Здесь, в центре города, трамваи ходили. На остановке под ветром стояли люди — и среди них очень щупленький немец в легкой шинельке, узких сапогах, пилотке, только на ушах у него были шерстяные наушники. Он сильно замерз и посинел. Руки его тряслись и не попадали в карманы, а тело дергалось, как на шарнирах, он бил ногой о ногу, тер руками лицо, то вдруг принимался танцевать, вскидывая ноги, как деревянный паяц, и казалось, что он сейчас пронзительно завизжит, не в силах терпеть кусачий мороз.
То, что он нелеп, ему и в голову не могло прийти, потому что вокруг стояли одни жители, а это для немцев было все равно что пустое место: они при нас, словно наедине, равнодушно снимали штаны, ковырялись в носу, сморкались двумя пальцами или открыто мочились.

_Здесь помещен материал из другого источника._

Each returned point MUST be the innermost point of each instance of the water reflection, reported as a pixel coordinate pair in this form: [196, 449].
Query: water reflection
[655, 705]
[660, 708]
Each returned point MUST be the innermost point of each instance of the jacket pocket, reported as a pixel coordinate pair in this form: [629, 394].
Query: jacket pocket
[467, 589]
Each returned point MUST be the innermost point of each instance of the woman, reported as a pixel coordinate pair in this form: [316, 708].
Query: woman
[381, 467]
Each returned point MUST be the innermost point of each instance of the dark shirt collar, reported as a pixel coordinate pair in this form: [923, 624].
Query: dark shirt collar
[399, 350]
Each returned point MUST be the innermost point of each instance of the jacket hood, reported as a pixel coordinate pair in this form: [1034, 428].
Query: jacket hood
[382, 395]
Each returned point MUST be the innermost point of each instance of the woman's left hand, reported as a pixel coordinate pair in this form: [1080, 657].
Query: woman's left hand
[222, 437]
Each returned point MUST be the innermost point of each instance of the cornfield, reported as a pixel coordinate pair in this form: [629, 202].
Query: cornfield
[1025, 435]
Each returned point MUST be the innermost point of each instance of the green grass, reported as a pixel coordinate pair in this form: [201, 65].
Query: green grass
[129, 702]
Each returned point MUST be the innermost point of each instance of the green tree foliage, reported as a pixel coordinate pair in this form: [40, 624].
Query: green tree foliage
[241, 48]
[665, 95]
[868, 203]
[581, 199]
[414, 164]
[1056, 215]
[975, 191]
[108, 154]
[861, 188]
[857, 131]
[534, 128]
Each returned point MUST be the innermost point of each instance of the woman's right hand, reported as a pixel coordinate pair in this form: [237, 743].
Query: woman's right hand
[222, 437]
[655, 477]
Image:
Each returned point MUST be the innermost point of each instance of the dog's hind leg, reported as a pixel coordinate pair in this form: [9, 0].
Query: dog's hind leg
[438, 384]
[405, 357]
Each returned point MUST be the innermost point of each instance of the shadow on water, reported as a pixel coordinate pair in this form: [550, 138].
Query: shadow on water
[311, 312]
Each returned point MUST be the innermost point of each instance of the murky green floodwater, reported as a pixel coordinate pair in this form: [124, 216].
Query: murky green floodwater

Из ворот Софийского собора выехали два грузовика с чем-то накрытым брезентами: опять вывозили что-то награбленное. Черт знает что, у них через каждые десять слов употреблялось слово «культура»: «тысячелетняя немецкая культура», «культурное обновление мира», «вся человеческая культура зависит от успехов германского оружия»… И ведь звучит, а? С ума сойти, что можно делать со словами.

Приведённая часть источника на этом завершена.